Development benefits

4.3.17 Any benefits arising from potential new development, including the intensification of existing uses, should normally be excluded unless construction has commenced. The primary reason for this is to ensure that schemes are designed primarily to protect existing buildings and their users from flood risk rather than large areas of undeveloped brownfield land. Where works are proposed for economic regeneration or similar purposes, other sources of funding may be available.

Freeboard

4.3.18 Freeboard should only be used to take account of uncertainty in scheme performance. The use of indiscriminate standard freeboard allowances can lead to problems, particularly in relation to differential standards of protection. Ideally, defence crest levels should be determined from a risk-based approach (Chapter 6). It will then be possible to extend the risk analysis into the economic appraisal to determine the benefit of raising or lowering the actual height of defences.

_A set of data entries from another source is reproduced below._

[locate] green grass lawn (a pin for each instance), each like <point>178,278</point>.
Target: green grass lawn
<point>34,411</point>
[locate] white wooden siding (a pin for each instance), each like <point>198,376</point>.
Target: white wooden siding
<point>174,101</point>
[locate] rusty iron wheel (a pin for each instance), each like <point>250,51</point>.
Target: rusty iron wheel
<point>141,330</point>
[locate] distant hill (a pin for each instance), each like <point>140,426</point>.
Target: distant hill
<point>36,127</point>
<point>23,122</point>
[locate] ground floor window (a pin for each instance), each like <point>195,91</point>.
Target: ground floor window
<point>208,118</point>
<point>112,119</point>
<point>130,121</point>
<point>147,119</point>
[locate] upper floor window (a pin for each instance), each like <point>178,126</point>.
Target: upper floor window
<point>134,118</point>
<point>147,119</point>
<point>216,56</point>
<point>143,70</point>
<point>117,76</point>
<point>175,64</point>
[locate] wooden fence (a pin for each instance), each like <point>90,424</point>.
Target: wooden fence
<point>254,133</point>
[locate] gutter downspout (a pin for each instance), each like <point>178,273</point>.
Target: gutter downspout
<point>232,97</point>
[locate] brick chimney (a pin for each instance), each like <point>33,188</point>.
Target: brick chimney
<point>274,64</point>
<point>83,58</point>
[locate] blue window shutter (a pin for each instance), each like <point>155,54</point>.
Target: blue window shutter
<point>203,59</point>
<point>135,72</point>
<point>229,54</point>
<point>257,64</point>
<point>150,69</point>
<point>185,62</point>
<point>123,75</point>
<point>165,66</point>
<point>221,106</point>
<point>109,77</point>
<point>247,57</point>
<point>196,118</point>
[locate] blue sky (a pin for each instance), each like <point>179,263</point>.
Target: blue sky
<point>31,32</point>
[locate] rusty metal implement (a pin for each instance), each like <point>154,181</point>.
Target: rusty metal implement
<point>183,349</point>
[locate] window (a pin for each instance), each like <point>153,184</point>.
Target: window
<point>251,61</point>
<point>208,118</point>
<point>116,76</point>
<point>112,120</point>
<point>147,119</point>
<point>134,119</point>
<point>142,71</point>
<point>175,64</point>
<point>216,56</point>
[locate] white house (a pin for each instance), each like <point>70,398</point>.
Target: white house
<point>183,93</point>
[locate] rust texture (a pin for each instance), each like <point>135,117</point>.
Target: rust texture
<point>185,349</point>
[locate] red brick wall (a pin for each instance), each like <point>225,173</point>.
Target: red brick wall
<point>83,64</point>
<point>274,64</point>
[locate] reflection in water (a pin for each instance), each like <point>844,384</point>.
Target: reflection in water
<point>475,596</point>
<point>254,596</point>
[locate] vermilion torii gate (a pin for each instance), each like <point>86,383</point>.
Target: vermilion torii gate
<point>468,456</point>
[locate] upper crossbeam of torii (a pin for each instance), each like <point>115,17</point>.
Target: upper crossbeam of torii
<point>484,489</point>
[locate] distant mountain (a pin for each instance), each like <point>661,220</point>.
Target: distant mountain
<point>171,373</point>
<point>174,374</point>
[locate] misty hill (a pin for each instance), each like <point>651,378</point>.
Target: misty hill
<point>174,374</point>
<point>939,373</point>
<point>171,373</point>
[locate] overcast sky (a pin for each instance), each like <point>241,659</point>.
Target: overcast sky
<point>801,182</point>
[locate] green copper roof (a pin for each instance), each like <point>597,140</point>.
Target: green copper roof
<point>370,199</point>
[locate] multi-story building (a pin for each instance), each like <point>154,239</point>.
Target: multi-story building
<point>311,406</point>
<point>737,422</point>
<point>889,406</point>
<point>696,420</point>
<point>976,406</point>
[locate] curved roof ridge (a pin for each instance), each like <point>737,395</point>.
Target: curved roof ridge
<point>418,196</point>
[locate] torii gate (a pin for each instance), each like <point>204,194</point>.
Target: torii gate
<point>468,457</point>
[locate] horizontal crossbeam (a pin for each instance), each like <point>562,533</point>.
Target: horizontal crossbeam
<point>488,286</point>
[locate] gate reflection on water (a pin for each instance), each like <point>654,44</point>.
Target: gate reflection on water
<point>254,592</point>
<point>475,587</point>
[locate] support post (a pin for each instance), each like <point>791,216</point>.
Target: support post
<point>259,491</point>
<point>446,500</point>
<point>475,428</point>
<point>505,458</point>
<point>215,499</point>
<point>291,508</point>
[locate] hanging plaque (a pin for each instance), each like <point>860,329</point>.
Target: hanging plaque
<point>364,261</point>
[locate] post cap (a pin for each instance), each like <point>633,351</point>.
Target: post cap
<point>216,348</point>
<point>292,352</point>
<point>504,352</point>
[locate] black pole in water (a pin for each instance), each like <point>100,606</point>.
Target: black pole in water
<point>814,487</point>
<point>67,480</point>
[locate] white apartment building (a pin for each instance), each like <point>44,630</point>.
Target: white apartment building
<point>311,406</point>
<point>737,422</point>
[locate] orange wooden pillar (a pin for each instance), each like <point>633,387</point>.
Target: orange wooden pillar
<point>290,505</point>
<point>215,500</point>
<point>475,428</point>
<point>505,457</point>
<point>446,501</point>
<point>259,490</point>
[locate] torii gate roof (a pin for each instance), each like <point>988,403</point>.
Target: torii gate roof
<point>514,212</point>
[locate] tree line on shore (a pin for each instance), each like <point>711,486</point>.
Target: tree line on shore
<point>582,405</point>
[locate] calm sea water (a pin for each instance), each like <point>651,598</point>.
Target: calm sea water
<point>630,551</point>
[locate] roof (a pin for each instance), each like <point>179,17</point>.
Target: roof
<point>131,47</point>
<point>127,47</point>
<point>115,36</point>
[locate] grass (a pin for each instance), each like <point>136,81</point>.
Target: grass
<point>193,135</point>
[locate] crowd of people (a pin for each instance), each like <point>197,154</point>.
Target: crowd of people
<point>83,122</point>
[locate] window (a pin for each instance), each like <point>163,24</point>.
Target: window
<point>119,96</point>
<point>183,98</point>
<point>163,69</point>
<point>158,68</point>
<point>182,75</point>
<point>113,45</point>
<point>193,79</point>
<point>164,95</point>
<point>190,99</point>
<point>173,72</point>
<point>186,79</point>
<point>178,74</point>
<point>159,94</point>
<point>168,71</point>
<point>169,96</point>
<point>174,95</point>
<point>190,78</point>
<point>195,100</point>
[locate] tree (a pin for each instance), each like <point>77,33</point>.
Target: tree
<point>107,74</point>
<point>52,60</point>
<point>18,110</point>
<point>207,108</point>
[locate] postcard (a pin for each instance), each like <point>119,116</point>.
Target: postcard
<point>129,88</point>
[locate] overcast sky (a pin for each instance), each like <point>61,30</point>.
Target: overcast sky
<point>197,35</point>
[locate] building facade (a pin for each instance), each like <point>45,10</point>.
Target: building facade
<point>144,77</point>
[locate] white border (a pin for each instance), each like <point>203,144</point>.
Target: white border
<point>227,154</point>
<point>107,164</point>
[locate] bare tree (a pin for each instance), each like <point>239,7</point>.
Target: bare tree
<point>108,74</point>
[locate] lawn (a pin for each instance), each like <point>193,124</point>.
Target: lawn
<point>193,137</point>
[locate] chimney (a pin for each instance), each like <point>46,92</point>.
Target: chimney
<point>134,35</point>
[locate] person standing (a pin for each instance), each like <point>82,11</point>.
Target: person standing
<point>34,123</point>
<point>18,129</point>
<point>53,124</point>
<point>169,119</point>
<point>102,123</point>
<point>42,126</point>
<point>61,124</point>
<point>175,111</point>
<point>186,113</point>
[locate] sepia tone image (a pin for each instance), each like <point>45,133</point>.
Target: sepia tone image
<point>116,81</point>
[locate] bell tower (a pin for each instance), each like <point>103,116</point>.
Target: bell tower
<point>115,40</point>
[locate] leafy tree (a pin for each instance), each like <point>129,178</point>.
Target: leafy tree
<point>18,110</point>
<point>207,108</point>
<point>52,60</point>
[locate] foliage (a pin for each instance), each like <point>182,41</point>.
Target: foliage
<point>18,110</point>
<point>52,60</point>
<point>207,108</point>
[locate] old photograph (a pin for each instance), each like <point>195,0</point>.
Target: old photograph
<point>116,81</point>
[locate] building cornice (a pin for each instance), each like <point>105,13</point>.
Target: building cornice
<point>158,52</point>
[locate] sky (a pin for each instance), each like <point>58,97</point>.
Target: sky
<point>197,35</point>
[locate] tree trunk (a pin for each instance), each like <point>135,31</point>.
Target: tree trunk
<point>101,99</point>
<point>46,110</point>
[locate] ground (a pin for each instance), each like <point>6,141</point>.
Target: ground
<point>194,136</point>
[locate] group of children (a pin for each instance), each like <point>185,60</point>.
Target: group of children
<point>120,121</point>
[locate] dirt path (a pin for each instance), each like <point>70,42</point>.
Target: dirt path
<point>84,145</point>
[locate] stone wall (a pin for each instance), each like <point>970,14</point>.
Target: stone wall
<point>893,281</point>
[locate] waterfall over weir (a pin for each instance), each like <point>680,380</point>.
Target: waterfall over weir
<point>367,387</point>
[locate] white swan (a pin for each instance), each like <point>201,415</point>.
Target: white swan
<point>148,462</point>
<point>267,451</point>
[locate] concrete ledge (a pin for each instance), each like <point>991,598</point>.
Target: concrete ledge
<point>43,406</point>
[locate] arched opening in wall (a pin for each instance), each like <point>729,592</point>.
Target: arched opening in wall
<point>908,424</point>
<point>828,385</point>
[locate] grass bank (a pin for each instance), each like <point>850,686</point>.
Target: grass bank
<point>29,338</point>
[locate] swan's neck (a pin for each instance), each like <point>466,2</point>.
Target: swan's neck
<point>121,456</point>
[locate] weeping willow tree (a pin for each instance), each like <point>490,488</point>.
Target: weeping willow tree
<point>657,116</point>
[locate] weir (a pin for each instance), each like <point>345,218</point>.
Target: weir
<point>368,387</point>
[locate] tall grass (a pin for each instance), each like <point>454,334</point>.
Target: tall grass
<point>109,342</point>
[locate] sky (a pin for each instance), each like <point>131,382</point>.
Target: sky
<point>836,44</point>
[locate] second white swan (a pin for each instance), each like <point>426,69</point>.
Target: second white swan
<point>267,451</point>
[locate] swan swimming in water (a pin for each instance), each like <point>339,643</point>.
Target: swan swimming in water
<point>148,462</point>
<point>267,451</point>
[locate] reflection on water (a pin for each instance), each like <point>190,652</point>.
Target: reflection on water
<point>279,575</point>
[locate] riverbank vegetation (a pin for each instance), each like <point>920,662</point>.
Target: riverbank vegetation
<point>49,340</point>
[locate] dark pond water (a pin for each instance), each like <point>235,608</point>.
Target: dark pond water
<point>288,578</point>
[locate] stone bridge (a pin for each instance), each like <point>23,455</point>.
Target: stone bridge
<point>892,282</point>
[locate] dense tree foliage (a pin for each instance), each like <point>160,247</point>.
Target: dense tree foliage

4.3.19 In the absence of a rigorous risk analysis, appropriate methods should be used to determine a most likely range of defence levels for each return period. Where the height of the defence (including freeboard) is then designed to accommodate such uncertainty, the benefits of the defence should be those appropriate to the calculated design standard.

4.3.20 For example, if a defence is constructed on the basis of a 100-year standard, but with an additional crest height to allow for uncertainty in the hydrology and hydraulic analysis, the only benefits to accrue should be those appropriate to the 100-year standard (ie 0.01 probability of overtopping). This topic is discussed further in reference 10.

Simplified assessment

4.3.21 For very small schemes, or preliminary studies, properties can be grouped for the purposes of damage estimation. Estimates can then be used of the likely average depth of flooding in each group of properties. This procedure should be applied for each of a minimum of 2 flood events above the threshold flood. The average loss for a residential property at each of those depths, multiplied by the number of properties in each group, can then be used to derive the loss-probability curve. For a very basic assessment, it is possible to consider the average benefit of protecting a residential property. An analysis of the benefits of flood prevention schemes suggests an average annual flood damage of between £3,000 and £8,000 per property in a moderately vulnerable area (reference 1).

Use of software packages

4.3.22 A variety of dedicated software packages for flood alleviation benefit assessments is available and spreadsheets can also be used (reference 1), particularly for the smaller and simpler schemes. In addition to reducing simple arithmetic errors, a virtue of these systems is in archiving data and recording the bases of different assessments. They also allow rapid recalculations, as the assessment is progressively refined during the course of the project.

Validating the inputs

4.3.23 Mistakes can easily arise when entering large quantities of data. It is therefore important to check for obvious errors in the input files. In particular, discrepancies in property floor levels, areas and grid references may lead to large errors. Scatter plots and frequency distributions are quick and simple ways of picking up extreme values, and hence checking for potential input errors. Some programs can be set only to accept locally valid ranges of values.

Checking results

4.3.24 The results of a program also need to be validated. Particular care should be taken where simplified loss models are effectively required to act as overland flow models, converting flood level data for points along the river channel to flood depths for particular properties. Ideally, an overland flow model would be used to generate these depths, to take account of local topography. This is often not possible and, consequently, engineering judgment combined with local knowledge should be used to make reasonable estimates of the correct flood depths.